Ahtisaari, who has been leading talks between Belgrade and Pristina on the status of Kosovo, stepped short of proposing the independence for the UN-run province, said Kosovo's independent Express newspaper.
The Finnish diplomat recommended forming "the newest state in the Balkans ... with limited sovereignty, a continued international presence and competencies in important fields," it said, quoting unnamed diplomatic sources.
"It is clear that the competencies given to Kosovo mean only one thing -- independence with limited sovereignty," said the daily, known for its good contacts with Western diplomats.
The negotiations on the future status of the southern Serbian province, administered by the United Nations since June 1999, began in February under the auspices of the world body.
Kosovo's ethnic Albanians, who make up around 90 percent of the province's two million population, are seeking independence from Serbia.
But the government in Belgrade and Kosovo's Serb minority insist the province -- which they consider the cradle of Serbian culture and history -- should only be granted greater autonomy.
The report came after 52.3 percent of the Serbian electorate backed a new constitution in a weekend referendum, which stresses that Kosovo is part of Serbia.
Kosovo's ethnic Albanians were barred from voting, after they boycotted earlier polls.
Earlier this month, Ahtisaari submitted a 53-page report on the course of the talks and his recommendation for Kosovo to the Contact Group of leading countries overseeing peace in the Balkans.
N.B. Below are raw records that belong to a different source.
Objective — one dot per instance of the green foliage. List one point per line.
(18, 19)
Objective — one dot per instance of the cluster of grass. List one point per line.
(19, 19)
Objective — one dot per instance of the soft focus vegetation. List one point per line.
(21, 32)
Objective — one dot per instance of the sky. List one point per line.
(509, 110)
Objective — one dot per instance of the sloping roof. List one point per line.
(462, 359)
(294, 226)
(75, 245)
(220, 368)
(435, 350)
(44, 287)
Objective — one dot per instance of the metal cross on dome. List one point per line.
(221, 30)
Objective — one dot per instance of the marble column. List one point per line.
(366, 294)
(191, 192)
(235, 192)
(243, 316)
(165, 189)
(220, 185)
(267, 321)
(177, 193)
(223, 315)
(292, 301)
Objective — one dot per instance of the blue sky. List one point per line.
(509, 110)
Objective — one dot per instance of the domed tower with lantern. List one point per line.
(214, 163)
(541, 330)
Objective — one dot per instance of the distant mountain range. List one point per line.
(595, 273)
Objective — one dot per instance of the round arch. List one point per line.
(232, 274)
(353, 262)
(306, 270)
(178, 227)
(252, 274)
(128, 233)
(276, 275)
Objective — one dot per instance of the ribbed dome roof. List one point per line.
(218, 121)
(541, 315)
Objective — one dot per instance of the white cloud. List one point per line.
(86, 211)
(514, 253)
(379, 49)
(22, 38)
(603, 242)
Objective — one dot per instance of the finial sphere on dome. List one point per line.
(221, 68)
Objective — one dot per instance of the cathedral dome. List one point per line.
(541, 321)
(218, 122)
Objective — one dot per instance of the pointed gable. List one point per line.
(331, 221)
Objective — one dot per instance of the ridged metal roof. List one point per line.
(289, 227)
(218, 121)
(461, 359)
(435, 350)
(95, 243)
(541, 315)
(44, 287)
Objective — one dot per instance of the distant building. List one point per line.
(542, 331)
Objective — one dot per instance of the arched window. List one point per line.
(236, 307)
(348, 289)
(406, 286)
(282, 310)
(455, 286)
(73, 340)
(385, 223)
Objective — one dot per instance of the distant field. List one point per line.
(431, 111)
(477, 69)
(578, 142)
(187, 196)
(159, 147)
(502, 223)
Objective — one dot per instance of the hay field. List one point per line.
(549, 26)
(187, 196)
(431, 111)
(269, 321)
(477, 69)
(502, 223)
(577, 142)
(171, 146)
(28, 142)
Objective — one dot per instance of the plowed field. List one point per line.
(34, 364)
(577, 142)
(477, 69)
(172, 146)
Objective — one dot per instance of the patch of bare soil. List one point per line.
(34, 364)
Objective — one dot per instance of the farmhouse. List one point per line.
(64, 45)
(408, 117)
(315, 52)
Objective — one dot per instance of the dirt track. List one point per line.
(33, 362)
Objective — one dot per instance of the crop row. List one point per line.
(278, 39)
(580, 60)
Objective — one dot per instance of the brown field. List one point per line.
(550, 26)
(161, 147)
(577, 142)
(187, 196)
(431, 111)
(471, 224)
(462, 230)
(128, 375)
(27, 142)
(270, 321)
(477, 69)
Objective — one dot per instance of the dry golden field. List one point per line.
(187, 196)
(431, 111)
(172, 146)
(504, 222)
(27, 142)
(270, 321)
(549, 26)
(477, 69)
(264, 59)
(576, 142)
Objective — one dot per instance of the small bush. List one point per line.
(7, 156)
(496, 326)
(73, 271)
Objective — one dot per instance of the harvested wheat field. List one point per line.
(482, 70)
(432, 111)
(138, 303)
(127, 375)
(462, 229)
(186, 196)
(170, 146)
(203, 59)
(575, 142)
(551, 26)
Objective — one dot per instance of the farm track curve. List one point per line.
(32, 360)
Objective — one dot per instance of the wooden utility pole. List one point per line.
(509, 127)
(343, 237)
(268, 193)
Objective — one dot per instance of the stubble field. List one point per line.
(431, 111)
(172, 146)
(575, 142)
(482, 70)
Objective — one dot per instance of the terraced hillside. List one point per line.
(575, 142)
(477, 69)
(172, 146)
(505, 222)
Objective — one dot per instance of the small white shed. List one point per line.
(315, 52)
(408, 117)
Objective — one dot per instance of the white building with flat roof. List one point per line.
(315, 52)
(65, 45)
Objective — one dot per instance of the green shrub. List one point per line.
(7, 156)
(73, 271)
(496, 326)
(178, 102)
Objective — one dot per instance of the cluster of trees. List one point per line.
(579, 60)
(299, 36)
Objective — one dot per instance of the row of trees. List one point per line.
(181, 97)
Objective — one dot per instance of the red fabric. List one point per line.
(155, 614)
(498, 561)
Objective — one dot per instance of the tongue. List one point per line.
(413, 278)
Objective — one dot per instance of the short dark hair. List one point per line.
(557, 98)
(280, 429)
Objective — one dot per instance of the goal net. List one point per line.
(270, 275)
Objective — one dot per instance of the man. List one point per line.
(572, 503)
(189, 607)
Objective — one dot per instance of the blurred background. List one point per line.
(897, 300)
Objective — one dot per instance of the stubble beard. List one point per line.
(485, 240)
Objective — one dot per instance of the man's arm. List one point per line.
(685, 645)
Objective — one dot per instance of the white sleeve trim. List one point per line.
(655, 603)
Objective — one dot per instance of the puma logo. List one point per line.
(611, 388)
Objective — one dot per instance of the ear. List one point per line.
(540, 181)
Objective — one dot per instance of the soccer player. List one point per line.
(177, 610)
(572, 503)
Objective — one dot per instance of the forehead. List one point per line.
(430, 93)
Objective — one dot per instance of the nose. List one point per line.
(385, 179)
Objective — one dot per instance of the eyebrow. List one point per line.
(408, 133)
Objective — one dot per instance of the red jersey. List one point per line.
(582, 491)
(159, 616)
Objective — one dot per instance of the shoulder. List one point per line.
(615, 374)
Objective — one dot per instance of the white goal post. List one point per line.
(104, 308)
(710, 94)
Its members include the United States, Britain, France, Germany, Italy and Russia.
Ahtisaari was against giving Kosovo full international recognition with a UN seat, foreign ministry and army, the daily said.
However, Kosovo would have an "ability to sign international treaties and agreements, including membership in some international organisations," it reported.
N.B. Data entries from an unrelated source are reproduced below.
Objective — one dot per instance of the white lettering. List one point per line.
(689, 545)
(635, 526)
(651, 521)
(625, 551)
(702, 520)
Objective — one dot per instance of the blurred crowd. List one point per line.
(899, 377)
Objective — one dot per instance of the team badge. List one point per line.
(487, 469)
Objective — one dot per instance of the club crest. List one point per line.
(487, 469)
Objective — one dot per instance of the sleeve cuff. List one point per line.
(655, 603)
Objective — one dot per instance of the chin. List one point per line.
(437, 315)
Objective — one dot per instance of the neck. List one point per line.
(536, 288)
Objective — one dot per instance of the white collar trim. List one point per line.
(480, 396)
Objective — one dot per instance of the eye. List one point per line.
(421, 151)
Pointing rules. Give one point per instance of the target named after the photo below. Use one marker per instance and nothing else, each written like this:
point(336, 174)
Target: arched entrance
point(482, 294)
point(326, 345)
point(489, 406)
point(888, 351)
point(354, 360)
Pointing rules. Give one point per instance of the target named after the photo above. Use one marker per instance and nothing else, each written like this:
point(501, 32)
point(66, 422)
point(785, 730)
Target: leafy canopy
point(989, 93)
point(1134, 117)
The European Union would take administrative control of political issues in the province from the United Nations, it added.
"Ahtisaari is waiting for comments from the Contact Group before presenting his proposal to the United Nations Security Council," it said.
The daily speculated that Kosovo's provisional parliament "would adopt (its own) new constitution and declare independence" from Serbia after the United Nations adopted a resolution on its new status.
"The Kosovo government will seek official recognition and a seat in the international organisations," it added.
The province came under United Nations and NATO control in mid-1999 after the alliance's 11-week bombing campaign ended a brutal crackdown by the Serbian security forces under the regime of late leader, Slobodan Milosevic.
The international community has insisted that UN-sponsored talks must wind up by the end of the year, but so far neither side has shown any signs of compromise.